Moharram Ali, who works as sanitation worker in a village in Shrawasti district, first got to know about COVID-19 by watching television news and reading a newspaper in January 2020. He said, “Initially I thought that it was a foreign disease and that it will not come in our country, but gradually the virus started affecting people in our country as well... Even after cases started increasing in India, we thought that they would remain concentrated in big cities.”
But a letter from the district office stating that the sanitation department and its workers had to conduct awareness drives in the district and motivate people on preventive measures convinced him that the corona virus was coming closer. “It was the first time I felt like the peril was increasing and our cities and villages were equally under threat,” he said.
When migrant labourers started coming back to villages, Moharram was deployed to one of the centres set up for the labourers. His primary duty was to take care of the Centre and ensure its overall cleanliness.
To minimise risks of contamination, the labourers had to live in quarantine for 14 days before they could enter the village, as per government regulations. It was then that Moharram got really scared. He knew he was going to be on the frontline. He knew he would have to interact and be in the same vicinity with people who were at high risk of having the disease.
“I have three small children at home, and I was worried about potential risk of contamination given the nature of the virus,” he remarks. “I knew I was at risk, but I had to ensure the safety of my children.”

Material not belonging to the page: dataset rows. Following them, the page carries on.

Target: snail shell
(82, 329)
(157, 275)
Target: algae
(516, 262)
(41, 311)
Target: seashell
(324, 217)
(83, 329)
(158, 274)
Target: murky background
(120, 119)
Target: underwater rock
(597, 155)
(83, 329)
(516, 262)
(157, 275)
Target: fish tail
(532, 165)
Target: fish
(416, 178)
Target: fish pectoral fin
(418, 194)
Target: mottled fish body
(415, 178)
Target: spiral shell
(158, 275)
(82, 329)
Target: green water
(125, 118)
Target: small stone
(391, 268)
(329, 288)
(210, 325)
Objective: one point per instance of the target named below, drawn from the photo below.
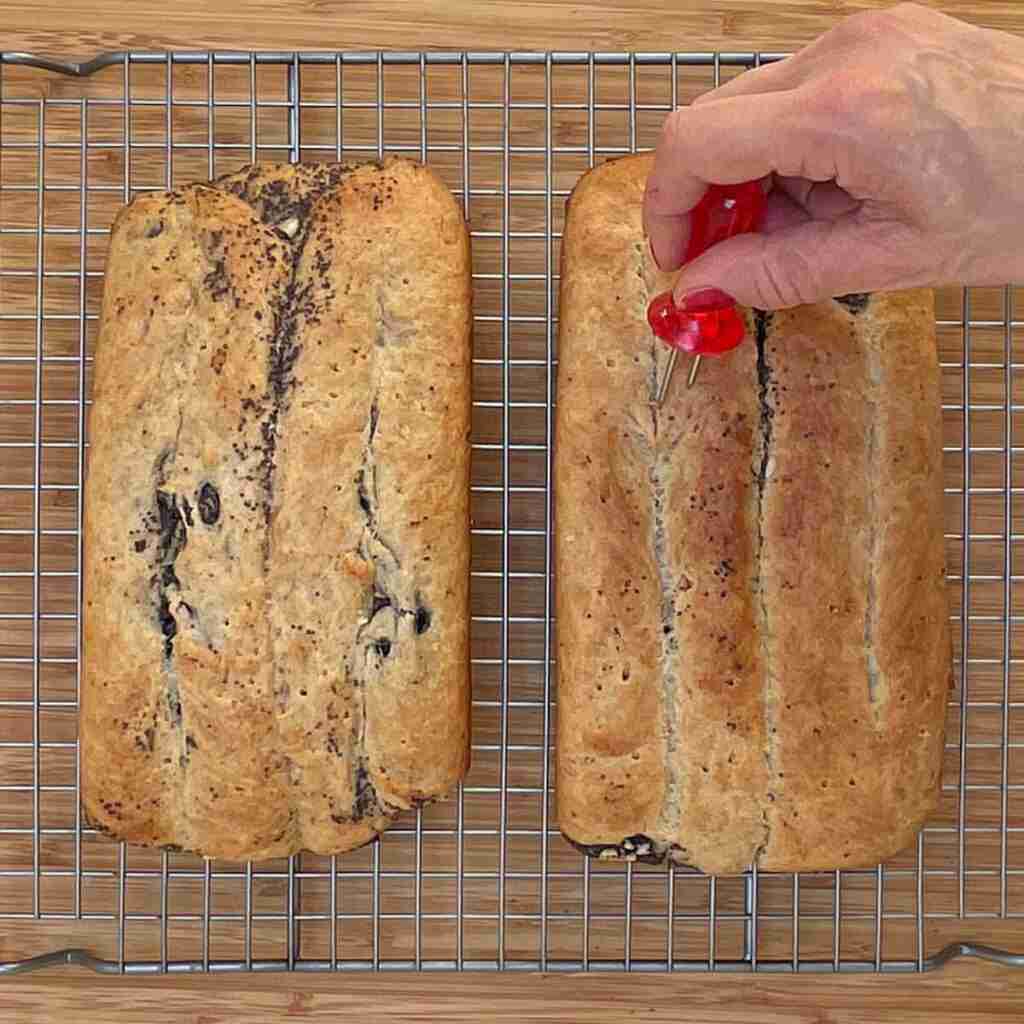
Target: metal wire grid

After assessing the situation, he decided that he would live outside his home until he had to go back to the quarantine centre. Initially, it was very difficult for him to stay away from home, but he says, “Now my habits are slowly changing, and I know this is best for my family.”
“Best for my family” means a temporary shelter outside his village – and the routine that goes along with it. Most days his routine consists only of going to the quarantine centre and then coming back to his temporary shelter. Moharram has not been to his house since March. He misses his children a lot. “Sometimes I go near my home and see my children from a distance,” he says, “but I do not allow them to come closer to me.”
He expresses gratitude for the cooperation, support, and direction he has received from the District Coordinator (SBM-G) and Vivek Awasthi of the Aga Khan Foundation. “They trained me on basic preventive practices, like the correct steps of hand washing with soap, the importance of physical distancing, management of waste,” he says. “Basic, personal protective equipment like sanitisers, masks, etc., were provided by our officials to protect us, so that we remain safe.”
As he has adjusted to the situation, his family – and particularly his children – have also become more understanding. Although he worried when he started working at the quarantine centre, he began to look at his appointment as an opportunity to do some good work for the villagers and his community – especially to make people aware of the importance of cleanliness during these times. He also feels proud of his work and the contribution he is making to society.
He credits UNICEF for organising training through a YouTube webinar on COVID-19 specifically for Shrawasti district (he attended this training because he did not have an email). In this training, the UNICEF team made him aware of all the preventive aspects of the pandemic, dos and don’ts, handwashing with soap, preparing disinfectant, and how key messages generate awareness. “The training provided by UNICEF has really helped and I am applying it in my day to day job,” Moharram says. “I know that I have a huge responsibility as a member of the district resource group towards ensuring the safety of people. I do my work with full commitment and will keep doing it.”
That full commitment is self-evident. All the migrant labourers who stay in the quarantine centre managed by Moharram Ali now know the six steps of handwashing. He still regularly demonstrates handwashing and asks the labourers to wash their hands at regular intervals.
He has a message for those who are struggling with COVID-19. “Get up and fight. With patience, we will win this battle,” he says. “We can win the war against COVID-19 by adopting cleanliness and following physical distancing. As a responsible citizen and responsible employee of my country, I am fighting for our country, our districts, our families – and I will continue to fight.”
He hopes that, soon, all of this will end and that things will go back to normal. Most importantly, he would like to be able to go home.